Join us on Wednesday, Nov. 6, at Brody Square from 4:30-9 p.m. for the Native Feast Dinner.
November is the designated month to honor and bring awareness to present-day happenings and learning about the history of Native Americans. MSU Culinary Services is celebrating with a Native Feast featuring rich and diverse foods traditional to Native American and Indigenous peoples. These foods have been carefully selected with input from the community, and some are native to the region. We invite you to learn about Native American culture, including manoomin (the wild rice history), helping to make it the official grain in Michigan, and what the three sisters represent by visiting aiis.msu.edu.
PROVISIONAL LAND ACKNOWLEDGEMENT
We collectively acknowledge that Michigan State University occupies the ancestral, traditional, and contemporary Lands of the Anishinaabeg – Three Fires Confederacy of Ojibwe, Odawa, and Potawatomi peoples. In particular, the University resides on Land ceded in the 1819 Treaty of Saginaw.

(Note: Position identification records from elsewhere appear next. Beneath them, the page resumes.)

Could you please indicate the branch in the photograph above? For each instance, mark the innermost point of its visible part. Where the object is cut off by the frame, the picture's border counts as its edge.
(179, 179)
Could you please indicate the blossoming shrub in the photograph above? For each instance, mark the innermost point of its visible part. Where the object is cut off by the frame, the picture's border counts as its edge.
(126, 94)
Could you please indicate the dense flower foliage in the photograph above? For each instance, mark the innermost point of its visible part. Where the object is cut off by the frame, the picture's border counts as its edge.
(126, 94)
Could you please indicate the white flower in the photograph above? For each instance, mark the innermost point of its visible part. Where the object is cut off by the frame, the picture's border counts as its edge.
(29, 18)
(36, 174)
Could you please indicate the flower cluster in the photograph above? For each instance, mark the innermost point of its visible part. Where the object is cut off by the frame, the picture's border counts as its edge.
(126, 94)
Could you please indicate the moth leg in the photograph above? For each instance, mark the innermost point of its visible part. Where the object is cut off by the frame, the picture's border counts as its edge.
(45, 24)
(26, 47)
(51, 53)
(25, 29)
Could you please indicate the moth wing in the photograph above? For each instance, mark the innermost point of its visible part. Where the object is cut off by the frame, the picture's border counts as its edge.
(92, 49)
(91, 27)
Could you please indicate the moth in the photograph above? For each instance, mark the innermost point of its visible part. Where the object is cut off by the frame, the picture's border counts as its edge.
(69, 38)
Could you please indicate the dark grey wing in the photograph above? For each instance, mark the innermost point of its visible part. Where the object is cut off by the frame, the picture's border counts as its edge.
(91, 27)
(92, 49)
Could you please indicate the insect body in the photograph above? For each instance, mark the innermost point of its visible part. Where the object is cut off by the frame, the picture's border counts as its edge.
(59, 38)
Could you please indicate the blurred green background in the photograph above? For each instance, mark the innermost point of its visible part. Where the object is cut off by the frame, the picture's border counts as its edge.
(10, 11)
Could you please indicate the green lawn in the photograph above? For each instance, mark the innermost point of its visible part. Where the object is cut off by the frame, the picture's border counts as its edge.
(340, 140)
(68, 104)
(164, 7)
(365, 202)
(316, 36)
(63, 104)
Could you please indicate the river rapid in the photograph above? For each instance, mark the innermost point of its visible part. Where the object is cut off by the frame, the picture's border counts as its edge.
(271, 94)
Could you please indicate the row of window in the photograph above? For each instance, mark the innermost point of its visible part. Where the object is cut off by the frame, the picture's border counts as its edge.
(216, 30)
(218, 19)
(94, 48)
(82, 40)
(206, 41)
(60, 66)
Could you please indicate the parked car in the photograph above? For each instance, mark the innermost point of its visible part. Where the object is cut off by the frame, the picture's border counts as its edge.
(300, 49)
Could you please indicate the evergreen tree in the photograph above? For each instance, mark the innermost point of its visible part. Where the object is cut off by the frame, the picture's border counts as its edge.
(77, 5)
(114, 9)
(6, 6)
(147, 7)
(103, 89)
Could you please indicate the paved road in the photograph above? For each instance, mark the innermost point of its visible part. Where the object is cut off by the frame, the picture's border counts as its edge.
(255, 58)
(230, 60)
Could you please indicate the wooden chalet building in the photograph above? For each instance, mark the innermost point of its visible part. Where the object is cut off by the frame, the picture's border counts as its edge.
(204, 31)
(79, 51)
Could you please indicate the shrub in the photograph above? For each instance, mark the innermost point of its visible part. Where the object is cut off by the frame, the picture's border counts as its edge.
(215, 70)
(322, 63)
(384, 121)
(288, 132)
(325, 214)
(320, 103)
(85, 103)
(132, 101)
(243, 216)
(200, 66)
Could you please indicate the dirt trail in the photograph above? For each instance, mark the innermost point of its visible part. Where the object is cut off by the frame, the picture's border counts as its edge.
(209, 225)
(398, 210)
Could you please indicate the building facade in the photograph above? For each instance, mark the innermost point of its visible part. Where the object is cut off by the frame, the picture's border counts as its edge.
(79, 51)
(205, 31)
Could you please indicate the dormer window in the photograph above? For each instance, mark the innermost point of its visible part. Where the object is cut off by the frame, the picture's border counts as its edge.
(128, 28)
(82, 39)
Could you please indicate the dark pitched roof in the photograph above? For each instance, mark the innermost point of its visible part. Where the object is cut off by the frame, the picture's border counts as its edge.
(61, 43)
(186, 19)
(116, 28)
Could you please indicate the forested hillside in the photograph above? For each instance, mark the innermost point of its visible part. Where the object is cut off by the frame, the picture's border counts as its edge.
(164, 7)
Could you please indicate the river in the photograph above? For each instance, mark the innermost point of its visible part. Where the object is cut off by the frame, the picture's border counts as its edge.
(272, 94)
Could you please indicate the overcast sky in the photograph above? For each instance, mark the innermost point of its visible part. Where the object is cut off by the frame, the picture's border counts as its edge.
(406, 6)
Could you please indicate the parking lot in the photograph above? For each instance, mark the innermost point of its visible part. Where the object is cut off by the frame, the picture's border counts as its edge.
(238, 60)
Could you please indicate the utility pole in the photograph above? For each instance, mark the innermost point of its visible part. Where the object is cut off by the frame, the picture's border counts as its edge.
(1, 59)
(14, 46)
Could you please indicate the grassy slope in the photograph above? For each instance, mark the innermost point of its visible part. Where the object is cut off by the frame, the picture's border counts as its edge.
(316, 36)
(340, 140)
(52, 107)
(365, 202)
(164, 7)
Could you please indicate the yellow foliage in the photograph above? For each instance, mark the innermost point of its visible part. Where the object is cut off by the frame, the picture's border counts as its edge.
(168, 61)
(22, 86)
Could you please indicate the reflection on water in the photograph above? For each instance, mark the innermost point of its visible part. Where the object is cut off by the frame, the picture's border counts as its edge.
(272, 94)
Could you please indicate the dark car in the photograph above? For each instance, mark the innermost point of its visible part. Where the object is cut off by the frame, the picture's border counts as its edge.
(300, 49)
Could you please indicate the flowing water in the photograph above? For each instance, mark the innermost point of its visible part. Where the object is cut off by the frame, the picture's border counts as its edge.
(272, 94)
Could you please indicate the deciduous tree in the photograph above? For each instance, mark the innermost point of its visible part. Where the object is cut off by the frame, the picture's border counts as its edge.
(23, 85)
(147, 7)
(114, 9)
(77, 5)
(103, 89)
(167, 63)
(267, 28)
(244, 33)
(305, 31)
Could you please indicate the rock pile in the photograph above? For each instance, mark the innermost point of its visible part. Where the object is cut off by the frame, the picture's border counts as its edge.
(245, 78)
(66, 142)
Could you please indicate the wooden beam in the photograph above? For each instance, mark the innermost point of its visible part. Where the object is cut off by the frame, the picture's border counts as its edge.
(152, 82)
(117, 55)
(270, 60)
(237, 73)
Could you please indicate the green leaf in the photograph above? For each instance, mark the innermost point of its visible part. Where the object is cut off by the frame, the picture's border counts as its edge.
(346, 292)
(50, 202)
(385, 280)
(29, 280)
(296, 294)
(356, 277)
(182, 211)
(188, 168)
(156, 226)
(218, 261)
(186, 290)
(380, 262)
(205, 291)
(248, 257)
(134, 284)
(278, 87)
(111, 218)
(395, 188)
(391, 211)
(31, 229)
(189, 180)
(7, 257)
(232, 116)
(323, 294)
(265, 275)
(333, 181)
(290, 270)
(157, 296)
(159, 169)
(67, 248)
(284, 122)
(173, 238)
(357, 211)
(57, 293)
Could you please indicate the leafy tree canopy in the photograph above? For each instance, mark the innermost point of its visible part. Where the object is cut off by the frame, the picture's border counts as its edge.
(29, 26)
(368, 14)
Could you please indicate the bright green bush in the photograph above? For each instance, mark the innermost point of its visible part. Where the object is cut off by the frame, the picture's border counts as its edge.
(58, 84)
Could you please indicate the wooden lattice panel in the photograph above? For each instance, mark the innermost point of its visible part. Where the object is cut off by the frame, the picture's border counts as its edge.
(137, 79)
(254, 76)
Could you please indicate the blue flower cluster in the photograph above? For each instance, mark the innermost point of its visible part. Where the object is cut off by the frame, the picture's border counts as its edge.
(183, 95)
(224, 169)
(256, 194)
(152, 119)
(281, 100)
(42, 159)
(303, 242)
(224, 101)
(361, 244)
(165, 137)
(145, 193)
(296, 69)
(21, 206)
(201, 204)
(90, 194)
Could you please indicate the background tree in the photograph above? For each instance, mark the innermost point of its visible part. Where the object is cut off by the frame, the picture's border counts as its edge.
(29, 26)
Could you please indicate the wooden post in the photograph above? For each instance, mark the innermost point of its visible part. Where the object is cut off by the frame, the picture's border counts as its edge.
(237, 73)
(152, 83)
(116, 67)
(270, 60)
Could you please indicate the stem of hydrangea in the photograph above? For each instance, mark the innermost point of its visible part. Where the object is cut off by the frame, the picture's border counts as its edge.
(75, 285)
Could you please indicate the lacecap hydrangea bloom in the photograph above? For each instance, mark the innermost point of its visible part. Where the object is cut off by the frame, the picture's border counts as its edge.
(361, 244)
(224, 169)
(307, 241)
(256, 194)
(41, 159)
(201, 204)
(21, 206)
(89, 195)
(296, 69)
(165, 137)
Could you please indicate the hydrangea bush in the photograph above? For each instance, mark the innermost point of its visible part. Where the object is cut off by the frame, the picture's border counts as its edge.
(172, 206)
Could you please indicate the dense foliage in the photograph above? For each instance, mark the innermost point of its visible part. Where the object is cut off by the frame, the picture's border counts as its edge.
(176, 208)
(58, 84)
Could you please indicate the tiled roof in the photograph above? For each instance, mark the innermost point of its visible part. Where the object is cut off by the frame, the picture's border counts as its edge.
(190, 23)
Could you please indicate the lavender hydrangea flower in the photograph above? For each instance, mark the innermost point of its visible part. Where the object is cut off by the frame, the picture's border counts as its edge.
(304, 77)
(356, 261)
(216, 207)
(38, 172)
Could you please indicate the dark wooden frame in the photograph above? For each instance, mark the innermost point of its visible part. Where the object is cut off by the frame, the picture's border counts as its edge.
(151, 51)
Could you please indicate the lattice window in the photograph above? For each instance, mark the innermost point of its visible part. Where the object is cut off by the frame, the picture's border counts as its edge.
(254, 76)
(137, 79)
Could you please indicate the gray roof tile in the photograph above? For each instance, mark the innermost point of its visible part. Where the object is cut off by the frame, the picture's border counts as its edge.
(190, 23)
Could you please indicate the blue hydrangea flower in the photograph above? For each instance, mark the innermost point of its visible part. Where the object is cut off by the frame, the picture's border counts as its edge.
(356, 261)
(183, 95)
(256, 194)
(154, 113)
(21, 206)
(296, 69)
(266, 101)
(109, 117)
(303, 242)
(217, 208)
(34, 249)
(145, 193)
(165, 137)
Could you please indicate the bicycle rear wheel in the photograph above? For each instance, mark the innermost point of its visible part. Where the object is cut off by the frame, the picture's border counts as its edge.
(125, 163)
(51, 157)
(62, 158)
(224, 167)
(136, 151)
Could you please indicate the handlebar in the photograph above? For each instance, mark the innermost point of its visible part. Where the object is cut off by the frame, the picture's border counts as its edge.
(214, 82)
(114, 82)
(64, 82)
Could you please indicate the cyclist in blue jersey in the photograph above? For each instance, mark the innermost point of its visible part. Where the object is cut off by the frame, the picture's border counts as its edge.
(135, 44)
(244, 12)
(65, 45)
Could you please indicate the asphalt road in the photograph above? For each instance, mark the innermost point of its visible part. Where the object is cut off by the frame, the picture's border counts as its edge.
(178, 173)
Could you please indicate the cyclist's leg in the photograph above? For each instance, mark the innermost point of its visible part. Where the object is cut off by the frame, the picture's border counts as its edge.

We recognize, support, and advocate for the sovereignty of Michigan’s twelve federally recognized Indian nations, for historic Indigenous communities in Michigan, for Indigenous individuals and communities who live here now, and for those who were forcibly removed from their Homelands. By offering this Land Acknowledgement, we affirm Indigenous sovereignty and will work to hold Michigan State University more accountable to the needs of American Indian and Indigenous peoples.